I'm currently playing in a Liminal Horror game run by Evlyn set in a high school in a spooky Pacific Northwest using her excellent Liminal High School. I liked it enough that it has put me into my terrible "monkey see, monkey do" mode so I've been thinking a lot about Liminal Horror. Normally I'd use Call of Cthulhu for this sort of thing, but 7th edition and Delta Green have complicated my "which version do I choose?" arithmetic and added to that thinking about Sandy Petersen is a bit more fraught given certain events.

So why not try the game she wrote the supplement for? A cursory read showed me there's nothing I found too unpalatable about Liminal Horror. The magic system isn't necessarily my thing but not in a way that would ever be a deal breaker. However, on rereading it I discovered it has a mechanic I hate:* no to hit rolls, only damage.

I'm not a fan of this for a number of reasons, but I actually think in a horror game it matters a bit more because the certainty of a hit takes out some of the tension. I am not generally a big fan of things that move rpgs more towards perfect information games and I think that movement is worse for horror.

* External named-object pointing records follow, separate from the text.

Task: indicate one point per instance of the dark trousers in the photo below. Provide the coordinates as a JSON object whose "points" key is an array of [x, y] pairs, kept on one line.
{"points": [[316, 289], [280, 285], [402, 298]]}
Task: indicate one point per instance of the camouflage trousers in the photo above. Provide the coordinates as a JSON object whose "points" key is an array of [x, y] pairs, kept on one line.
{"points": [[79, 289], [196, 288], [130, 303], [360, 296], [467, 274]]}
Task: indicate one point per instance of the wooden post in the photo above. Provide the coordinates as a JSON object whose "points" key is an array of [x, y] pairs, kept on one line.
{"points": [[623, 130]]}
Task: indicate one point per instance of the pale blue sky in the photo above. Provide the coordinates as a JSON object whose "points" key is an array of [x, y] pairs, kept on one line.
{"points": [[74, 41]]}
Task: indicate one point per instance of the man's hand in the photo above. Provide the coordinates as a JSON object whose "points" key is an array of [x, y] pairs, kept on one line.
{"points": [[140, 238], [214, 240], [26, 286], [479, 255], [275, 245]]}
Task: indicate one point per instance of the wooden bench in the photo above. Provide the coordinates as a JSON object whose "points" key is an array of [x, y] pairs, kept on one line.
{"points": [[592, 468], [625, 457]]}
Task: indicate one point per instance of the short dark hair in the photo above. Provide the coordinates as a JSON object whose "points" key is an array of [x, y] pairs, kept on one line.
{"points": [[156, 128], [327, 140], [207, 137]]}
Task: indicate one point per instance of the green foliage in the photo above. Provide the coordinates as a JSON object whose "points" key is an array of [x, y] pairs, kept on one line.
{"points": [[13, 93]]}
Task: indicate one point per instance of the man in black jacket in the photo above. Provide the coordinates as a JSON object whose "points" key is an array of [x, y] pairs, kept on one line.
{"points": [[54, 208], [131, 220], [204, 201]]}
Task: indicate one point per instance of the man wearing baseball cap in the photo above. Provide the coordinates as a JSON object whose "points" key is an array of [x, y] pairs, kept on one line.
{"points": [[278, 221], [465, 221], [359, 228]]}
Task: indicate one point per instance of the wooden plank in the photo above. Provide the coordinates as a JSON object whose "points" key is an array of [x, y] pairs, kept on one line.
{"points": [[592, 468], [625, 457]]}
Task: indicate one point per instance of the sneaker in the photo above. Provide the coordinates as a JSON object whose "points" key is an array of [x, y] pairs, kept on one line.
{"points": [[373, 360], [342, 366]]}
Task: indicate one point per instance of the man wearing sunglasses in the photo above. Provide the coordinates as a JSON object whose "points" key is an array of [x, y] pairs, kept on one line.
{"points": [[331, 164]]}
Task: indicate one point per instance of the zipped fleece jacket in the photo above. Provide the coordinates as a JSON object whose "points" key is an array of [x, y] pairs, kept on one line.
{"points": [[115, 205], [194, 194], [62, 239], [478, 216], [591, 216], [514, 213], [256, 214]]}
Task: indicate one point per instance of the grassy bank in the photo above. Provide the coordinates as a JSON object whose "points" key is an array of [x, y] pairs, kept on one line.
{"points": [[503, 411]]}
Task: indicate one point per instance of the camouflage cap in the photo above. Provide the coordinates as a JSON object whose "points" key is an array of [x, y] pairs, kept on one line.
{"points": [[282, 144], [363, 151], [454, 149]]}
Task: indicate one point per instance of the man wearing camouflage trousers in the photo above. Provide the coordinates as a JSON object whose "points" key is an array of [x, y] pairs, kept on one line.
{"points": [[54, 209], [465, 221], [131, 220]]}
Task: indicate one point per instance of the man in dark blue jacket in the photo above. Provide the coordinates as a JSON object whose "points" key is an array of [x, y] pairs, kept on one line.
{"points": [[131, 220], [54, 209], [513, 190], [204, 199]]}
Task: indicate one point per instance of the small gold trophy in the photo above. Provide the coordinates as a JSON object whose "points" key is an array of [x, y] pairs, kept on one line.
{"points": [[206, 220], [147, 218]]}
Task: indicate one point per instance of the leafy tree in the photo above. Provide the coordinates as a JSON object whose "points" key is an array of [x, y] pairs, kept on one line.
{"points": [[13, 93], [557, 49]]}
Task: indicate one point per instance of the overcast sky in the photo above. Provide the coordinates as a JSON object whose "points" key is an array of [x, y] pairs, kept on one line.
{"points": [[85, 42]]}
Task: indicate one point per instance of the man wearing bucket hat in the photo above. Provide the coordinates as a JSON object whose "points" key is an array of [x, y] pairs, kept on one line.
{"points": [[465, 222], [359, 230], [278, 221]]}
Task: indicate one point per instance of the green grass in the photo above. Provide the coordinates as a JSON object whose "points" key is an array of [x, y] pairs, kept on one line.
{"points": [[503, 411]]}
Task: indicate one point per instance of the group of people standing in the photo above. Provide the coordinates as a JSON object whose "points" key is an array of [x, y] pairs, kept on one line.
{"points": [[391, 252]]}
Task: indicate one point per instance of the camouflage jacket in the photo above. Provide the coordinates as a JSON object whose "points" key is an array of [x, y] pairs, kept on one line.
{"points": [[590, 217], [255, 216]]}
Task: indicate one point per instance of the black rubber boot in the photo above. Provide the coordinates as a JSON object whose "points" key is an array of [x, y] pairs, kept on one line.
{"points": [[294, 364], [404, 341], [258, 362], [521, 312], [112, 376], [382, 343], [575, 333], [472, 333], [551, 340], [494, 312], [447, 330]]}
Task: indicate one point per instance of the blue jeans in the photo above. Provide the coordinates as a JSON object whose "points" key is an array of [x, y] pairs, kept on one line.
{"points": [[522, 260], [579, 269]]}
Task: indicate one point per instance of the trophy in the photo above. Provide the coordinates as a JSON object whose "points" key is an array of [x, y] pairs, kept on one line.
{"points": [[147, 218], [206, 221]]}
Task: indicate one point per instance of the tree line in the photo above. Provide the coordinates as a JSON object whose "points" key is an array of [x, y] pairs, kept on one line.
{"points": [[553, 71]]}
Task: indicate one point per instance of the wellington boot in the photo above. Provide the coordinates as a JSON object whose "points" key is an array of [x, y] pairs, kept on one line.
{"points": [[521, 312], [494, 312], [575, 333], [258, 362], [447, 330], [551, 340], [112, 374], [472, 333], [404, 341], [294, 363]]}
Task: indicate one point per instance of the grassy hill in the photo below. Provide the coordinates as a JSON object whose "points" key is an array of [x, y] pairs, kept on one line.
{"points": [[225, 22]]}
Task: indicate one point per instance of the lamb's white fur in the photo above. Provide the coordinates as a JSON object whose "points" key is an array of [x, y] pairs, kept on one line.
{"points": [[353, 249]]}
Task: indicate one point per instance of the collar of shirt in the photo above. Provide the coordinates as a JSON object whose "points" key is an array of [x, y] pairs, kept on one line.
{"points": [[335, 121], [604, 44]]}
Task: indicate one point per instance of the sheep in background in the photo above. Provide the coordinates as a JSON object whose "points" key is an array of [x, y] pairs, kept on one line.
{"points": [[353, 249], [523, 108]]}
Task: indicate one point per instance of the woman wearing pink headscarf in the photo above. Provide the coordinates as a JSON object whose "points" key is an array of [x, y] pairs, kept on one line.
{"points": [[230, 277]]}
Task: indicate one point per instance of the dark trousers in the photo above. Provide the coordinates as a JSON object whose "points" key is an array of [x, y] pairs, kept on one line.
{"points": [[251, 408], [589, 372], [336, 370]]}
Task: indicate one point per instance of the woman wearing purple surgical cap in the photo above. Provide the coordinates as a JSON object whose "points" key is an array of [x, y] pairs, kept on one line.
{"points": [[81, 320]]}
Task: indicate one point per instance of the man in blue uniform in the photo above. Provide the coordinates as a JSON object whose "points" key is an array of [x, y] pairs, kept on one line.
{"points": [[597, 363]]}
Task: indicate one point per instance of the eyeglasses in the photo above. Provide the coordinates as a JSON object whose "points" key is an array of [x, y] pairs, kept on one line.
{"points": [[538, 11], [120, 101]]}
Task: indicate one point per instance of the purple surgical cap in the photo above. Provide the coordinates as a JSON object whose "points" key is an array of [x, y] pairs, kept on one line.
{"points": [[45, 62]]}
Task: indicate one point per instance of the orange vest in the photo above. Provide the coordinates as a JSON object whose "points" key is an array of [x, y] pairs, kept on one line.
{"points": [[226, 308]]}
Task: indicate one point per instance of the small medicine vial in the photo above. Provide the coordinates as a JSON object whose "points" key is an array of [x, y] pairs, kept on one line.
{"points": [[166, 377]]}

A conversation about this issue with some of the Nightwick Regulars led to Huth, Anthony, and I putting our brains together and (mostly Anthony) providing this hack: To make an attack roll, compare your STR or DEX (depending on weapon) with the target's DEX. To hit the target, roll under 10 modified by the difference between your two stats. So if you are trying to shoot someone and you have a DEX of 10 and they have a DEX of 13, you need to roll under a 7. If you are hitting someone with a baseball bat and you have a STR of 15 and they have a DEX of 8, you need to get under a 17. Always treat a natural 1 as a success and a natural 20 as a failure.

There. Now it's palatable to me again.

*I should've known this due to its Into the Odd lineage, but I am perhaps less up on the NSR than I should be.